How big data analytics works
The primary steps of big data analytics are goal definition, data collection, data integration and management, data analysis and sharing of findings. The advanced analytics involved in exploring and analyzing large volumes of semi-structured and unstructured data requires either an end-to-end big data analytics platform or a broad set of tools which are applied by data analysts, data scientists, or engineers.
Modern big data analytics involves the use of artificial intelligence (AI) and machine learning to automate processes, provide insight suggestions, perform predictive analytics and allow natural language interaction. Real-time big data analytics involves processing data as it arrives, which can further speed decision making or trigger actions or notifications.
Now let’s get more specific.
Once the data has been collected and you’ve clearly defined your business objective (such as improving marketing ROI), below are the key steps and processes involved:
1. Big data integration and management
Before conducting big data analytics, source data must be transformed into clean, business-ready information. Big data integration is the process of combining data from many sources across an organization to provide complete, accurate, and up-to-date information for big data analytics usage. As described below, big data replication, ingestion, consolidation and storage bring different types of data into standardized formats stored in a repository such as a data lake or data warehouse.
Big data replication
Big data analytics requires fast data access, high performance, and having an accurate backup of the data. To make this happen, the process of data replication copies data from master sources to one or more locations. This process can even happen in real time as data is written, changed, or deleted by using change data capture (CDC) technology.
Big data ingestion
Raw data from a variety of sources needs to be moved to a storage location such as a data warehouse or data lake. This process, called big data ingestion, can be streamed in real time or in batches. Ingestion also usually includes cleaning and standardizing the data to make it ready for a big data analytics tool.
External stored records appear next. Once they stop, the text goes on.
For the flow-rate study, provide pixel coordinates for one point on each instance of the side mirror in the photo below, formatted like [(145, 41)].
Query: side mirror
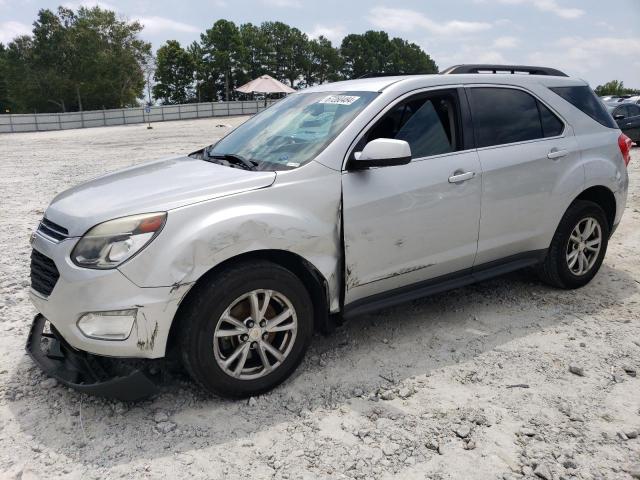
[(382, 152)]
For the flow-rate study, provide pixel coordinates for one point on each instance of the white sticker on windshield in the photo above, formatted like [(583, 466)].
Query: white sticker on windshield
[(339, 99)]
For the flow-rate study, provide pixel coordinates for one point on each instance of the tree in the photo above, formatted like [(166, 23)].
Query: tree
[(374, 53), (221, 45), (174, 74), (4, 81), (254, 52), (324, 63), (288, 51), (80, 60), (615, 87)]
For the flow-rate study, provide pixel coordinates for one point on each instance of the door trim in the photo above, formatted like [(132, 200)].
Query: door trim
[(443, 283)]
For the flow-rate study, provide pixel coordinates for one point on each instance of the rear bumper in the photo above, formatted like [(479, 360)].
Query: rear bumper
[(86, 372)]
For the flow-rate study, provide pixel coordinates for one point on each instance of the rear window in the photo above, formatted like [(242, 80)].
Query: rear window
[(502, 115), (584, 99)]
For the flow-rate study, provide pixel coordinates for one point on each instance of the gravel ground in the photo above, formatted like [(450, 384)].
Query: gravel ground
[(476, 383)]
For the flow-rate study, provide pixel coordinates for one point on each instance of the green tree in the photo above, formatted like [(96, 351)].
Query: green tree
[(174, 74), (221, 45), (374, 53), (4, 81), (81, 60), (254, 52), (615, 87), (288, 51), (324, 63)]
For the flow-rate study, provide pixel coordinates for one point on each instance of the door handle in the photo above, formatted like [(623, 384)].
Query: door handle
[(555, 153), (459, 177)]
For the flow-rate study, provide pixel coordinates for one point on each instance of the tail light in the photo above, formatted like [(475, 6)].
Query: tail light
[(624, 143)]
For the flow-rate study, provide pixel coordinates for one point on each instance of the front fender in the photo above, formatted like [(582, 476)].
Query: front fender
[(299, 214)]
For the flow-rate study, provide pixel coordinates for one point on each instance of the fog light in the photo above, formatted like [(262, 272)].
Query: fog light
[(113, 325)]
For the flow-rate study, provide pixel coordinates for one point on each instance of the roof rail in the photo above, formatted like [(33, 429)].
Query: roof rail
[(513, 69)]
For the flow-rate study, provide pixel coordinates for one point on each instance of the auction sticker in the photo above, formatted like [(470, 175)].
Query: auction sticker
[(339, 99)]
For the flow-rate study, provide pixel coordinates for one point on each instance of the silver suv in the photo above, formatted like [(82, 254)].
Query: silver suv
[(338, 200)]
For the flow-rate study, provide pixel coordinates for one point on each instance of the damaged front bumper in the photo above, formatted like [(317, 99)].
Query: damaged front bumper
[(92, 374)]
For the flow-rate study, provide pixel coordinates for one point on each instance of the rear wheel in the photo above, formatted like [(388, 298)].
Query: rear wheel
[(246, 330), (578, 246)]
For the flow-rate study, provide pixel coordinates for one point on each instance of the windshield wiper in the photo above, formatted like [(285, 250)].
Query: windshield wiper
[(235, 159)]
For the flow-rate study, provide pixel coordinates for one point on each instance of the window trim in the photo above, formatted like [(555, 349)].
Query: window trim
[(522, 142), (461, 96)]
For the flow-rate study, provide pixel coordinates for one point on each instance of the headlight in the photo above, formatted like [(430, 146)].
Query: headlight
[(111, 243)]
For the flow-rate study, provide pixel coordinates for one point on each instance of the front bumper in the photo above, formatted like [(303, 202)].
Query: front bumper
[(85, 372), (79, 291)]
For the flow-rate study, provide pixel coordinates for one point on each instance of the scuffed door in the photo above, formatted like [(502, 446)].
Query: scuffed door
[(410, 223)]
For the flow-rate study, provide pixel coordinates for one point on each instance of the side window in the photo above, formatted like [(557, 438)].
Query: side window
[(428, 122), (583, 98), (552, 126), (504, 115), (621, 110)]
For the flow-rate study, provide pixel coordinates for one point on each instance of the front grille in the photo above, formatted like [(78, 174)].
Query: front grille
[(44, 273), (53, 230)]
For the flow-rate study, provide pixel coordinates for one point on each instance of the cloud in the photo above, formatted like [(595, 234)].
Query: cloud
[(551, 6), (89, 4), (162, 24), (283, 3), (11, 29), (469, 54), (404, 20), (335, 33), (585, 54), (506, 42)]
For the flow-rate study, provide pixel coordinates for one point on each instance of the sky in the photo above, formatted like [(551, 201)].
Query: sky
[(592, 39)]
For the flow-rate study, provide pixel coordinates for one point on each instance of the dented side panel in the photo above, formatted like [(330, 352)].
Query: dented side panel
[(299, 213)]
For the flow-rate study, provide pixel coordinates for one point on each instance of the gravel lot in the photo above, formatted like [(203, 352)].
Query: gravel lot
[(471, 384)]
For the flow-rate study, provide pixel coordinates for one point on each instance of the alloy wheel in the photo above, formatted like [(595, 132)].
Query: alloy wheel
[(584, 246), (255, 334)]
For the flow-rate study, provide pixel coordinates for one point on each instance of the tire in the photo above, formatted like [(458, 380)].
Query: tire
[(203, 355), (556, 269)]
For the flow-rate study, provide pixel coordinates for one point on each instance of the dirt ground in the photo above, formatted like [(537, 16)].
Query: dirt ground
[(471, 384)]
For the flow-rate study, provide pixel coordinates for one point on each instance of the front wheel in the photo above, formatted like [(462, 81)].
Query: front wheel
[(578, 246), (246, 330)]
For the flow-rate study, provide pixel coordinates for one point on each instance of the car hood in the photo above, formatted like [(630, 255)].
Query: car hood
[(152, 187)]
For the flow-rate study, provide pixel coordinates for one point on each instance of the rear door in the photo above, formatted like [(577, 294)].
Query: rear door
[(524, 148), (631, 124), (410, 223)]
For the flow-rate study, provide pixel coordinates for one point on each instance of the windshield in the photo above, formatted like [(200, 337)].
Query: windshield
[(293, 131)]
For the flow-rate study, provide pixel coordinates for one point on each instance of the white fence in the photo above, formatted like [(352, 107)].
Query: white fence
[(36, 122)]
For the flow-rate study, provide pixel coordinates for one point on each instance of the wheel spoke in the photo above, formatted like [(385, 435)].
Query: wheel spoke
[(235, 322), (243, 359), (265, 303), (263, 358), (235, 354), (275, 321), (255, 306), (229, 333), (272, 350), (283, 328), (583, 262)]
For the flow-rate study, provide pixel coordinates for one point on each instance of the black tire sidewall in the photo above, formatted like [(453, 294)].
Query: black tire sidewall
[(574, 216), (214, 301)]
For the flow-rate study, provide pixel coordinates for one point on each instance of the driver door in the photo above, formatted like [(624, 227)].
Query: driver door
[(411, 223)]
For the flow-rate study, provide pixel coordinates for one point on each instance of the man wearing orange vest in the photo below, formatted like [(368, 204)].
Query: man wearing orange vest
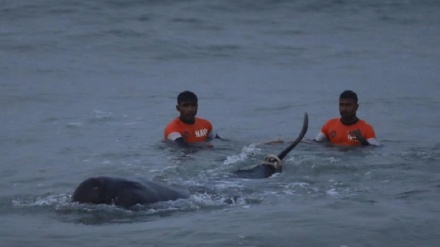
[(187, 128), (348, 130)]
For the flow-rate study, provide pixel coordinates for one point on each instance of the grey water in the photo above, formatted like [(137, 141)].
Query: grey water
[(88, 86)]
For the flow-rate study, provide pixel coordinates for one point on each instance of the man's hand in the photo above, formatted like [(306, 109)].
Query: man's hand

Big data consolidation and storage
For big data analytics, data is stored in a data lake or data warehouse. The Hadoop data lake open source software framework is now popular because the framework is free and its distributed computing model can quickly process big data.
Governed big data
Big data analytics tools should also provide a governed enterprise data catalog. This allows IT to profile and document every data source and define who in the organization can take which actions on which data. This allows users to more easily find, use and share trusted data sets on their own.